Find a recurrence relation problem...

Question

Well... I am stuck with the recurrence problem...

Find a recurrence relation for the number Queen walks from the lower-left corner of an arbitrary-size chess board to the square $(n,n)$. (A Queen can move any number of squares horizantally, vertically, or diagonally. Assume that the Queen always move to the right,up, or up-right.) Find the corresponding generating function.

I think I have to split the cases with the movements(right, up, or up-right.)

It becomes tricky with that a Queen can move any number of squares...

Can I get some clue to start?

Answer 1

See, that from position $(a,b)$ the queen can move right in $n-b$ ways, up in $n-a$ ways and 'right-up' in $\min(n-a, n-b)$ ways.
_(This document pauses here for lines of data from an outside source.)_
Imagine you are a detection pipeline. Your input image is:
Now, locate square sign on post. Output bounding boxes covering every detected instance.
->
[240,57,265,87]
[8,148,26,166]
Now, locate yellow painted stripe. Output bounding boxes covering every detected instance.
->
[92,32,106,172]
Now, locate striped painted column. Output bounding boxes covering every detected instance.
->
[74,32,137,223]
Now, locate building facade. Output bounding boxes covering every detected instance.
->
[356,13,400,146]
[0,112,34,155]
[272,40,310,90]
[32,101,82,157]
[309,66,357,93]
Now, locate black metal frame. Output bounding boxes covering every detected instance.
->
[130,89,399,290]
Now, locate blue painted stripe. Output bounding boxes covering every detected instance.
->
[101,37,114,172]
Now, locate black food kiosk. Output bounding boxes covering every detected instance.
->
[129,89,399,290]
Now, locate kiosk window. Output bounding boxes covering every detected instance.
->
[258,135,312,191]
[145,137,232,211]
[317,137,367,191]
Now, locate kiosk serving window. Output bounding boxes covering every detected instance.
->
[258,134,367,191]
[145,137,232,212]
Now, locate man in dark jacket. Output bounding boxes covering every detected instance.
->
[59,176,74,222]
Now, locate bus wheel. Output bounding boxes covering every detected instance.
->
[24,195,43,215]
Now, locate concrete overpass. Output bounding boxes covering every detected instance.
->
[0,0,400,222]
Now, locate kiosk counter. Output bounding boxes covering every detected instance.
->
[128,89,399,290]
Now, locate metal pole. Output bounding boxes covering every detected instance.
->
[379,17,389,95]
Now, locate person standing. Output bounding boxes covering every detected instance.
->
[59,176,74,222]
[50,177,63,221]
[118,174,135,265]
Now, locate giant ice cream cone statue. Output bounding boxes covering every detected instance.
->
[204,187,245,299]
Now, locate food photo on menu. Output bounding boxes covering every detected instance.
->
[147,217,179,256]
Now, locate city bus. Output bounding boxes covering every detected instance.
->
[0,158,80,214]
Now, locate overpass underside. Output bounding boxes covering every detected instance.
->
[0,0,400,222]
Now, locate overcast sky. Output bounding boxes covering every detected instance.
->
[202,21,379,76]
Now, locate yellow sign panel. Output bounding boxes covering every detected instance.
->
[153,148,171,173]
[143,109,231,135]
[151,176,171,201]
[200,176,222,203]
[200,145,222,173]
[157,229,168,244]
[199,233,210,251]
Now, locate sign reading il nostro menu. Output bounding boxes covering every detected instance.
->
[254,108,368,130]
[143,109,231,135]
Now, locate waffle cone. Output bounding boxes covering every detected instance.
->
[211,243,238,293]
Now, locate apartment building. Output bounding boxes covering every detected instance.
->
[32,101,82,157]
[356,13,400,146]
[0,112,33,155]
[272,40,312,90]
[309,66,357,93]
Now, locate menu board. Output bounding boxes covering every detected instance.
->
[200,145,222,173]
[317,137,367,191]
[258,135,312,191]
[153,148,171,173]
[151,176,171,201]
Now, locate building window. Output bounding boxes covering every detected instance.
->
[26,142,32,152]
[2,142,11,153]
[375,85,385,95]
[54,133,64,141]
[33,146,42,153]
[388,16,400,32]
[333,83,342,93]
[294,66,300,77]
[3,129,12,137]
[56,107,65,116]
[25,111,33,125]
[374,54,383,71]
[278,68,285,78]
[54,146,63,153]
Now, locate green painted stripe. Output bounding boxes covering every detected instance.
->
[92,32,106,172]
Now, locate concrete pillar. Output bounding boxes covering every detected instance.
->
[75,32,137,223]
Therefore the recursive function can be written as

public int count=0;
public int n;
public void main()
{
  n=8; //here you can set your n
  count =0;
  movements(1,1);
  Console.WriteLine(count.ToString());
}
public void movements(int a, int b)
{
  if(a==n && b==n)
  {
    count++;
    return;
  }
  for(int i=a+1; i<=n; ++i)
    movements(i, b);
  for(int i=b+1; i<=n; ++i)
    movements(a, i);
  for(int i=1 ; i<=Math.Min(n-a, n-b); ++i)
    movements(a+i, b+i);
}

or, in mathematical way:

$f(a,b,n) = \begin{cases}1 &, (a,b)=(n,n);\\ \sum\limits_{i=a+1}^nf(i,b,n)+\sum\limits_{i=b+1}^n f(a,i,n) + \sum\limits_{i=1}^{\min(n-a,n-b)}f(a+i,b+i,n) &, (a,b)\neq (n,n); \end{cases}$